HTTP is a request-response protocol. A client, for example a web browser, sends a request to an external server. The server then returns a response message, for example, the Google homepage back to the client. This is a location-addressed protocol which means when I type google.com into my browser, it gets translated into an IP address of some Google server, then the request-response cycle is initiated with that server.
Problems with HTTP
Let’s say you are sitting in a lecture hall, and the professor asks you to go to a specific website. Every student in the lecture makes a request to that website and are given a response. This means that the same exact data was sent individually to each student in the room. If there are 100 students, then that’s 100 requests and 100 responses. This is obviously not the most efficient way to do things. Ideally, the students will be able to leverage their physical proximity to more efficiently retrieve the information they need.
HTTP also presents a big problem if there is some problem in the networks line of communication and the client is unable to connect with the server. This can happen if an ISP has an outage, a country is blocking some content, or if the content was simply deleted or moved. These types of broken links exist everywhere on the HTTP web.
The location-based addressing model of HTTP encourages centralization. It’s convenient to trust a handful of applications with all our data but because of this much of the data on the web becomes siloed. This leaves those providers with enormous responsibility and power over our information.
How does IPFS work?
IPFS seeks to create a permanent and distributed web. It does this by using a content-addressed system instead of HTTP’s location-based system.
An HTTP request would look like http://10.20.30.40/folder/file.txt
An IPFS request would look like /ipfs/QmT5NvUtoM5n/folder/file.txt
Instead of using an location address, IPFS uses a representation of the content itself to address the content. This is done using a cryptographic hash on a file and that is used as the address. The hash represents a root object and other objects can be found in its path. Instead of talking to a server, you gain access to this “starting point” of data. This way the system leverages physical proximity. If someone very close to me has what I want, I’ll get it directly from them instead of connecting to a central server. In the lecture example from earlier, the students in the classroom can pull the data from each other without all having to establish their own communication with the a server. With HTTP you are asking what is at a certain location whereas with IPFS you are asking where a certain file is. In order to accomplish this, IPFS synthesizes a few successful ideas from other peer-to-peer systems.

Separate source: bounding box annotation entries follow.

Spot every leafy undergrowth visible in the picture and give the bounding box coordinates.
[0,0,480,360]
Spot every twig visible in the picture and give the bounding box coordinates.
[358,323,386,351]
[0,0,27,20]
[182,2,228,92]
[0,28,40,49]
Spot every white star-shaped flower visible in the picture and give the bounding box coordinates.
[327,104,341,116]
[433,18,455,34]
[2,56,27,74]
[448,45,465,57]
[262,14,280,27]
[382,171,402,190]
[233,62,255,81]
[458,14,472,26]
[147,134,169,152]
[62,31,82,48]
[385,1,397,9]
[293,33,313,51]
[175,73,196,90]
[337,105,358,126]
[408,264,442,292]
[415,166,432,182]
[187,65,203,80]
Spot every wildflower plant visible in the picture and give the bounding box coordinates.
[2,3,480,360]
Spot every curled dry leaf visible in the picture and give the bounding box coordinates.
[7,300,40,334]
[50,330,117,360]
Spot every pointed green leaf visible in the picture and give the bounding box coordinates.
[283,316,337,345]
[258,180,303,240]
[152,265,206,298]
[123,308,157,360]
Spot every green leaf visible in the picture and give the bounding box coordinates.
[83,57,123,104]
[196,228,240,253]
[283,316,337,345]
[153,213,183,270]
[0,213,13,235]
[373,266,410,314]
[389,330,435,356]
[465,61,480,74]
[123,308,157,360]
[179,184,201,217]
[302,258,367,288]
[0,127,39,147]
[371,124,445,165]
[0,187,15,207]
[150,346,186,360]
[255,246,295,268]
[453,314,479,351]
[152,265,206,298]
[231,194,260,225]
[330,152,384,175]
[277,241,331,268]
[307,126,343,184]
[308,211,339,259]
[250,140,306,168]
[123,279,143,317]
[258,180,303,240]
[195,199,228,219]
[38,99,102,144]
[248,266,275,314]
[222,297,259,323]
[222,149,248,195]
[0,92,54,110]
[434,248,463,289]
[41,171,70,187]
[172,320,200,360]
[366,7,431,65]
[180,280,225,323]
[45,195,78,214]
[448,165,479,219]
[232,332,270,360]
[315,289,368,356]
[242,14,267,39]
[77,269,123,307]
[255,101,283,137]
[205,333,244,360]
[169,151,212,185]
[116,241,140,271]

To store data, IPFS uses a Distributed Hash Table, or DHT. Once we have a hash, we ask the peer network who has the content located at that hash and we download the content directly from the node that has the data I want. Data is transferred between the nodes in the network using mechanisms similar to BitTorrent. A user looking for some content on the IPFS web finds neighbors who have access to that content. They then download small bits of the content from those neighbors. On top of the DHT and the BitTorrent protocols, IPFS uses a Merkle Tree. This is a data structure similar to the one Git uses as a version control system and the protocol used in the bitcoin blockchain. In Git, its used to track versions of source code, whereas in IPFS it’s used to track content across the entire web.
IPFS and Blockchains
Because of the similarity in their structure, IPFS and blockchains can work well together. In fact, Juan Benet, the inventor of IPFS calls this a “great marriage.” IPFS is one of a few projects that are part of a group called Protocol Labs, which was also founded by Benet. Some projects from Protocol Labs closely related to IPFS are IPLD (Inter-Planetary Linked Data) and Filecoin. IPLD is a data model for distributed data structures like blockchains. This model allows for easy storage and access of blockchain data through IPFS. Users willing to store IPFS data will be rewarded with Filecoin. IPLD allows users to seamlessly interact with multiple blockchains and has been integrated with Ethereum and Bitcoin.
IPFS connects all these different blockchains in a way that’s similar to how the web connects all these websites together. The same way that you can drop a link on one page that links to another page, you can drop a link in ethereum [for example] that links to zcash and IPFS can resolve all of that. — Juan Benet
IPFS and other projects from Protocol Labs are ambitious by nature. The idea of a permanent web that is resilient and efficient were no doubt also the goals of the original inventors of our internet protocols. However, over time as our usage of the web changed, weaknesses in these protocols became evident. Although it is in its early stages, IPFS shows promise in being a crucial piece of a new decentralized technology stack.
Protocol Labs is a research, development, and deployment lab for network protocols.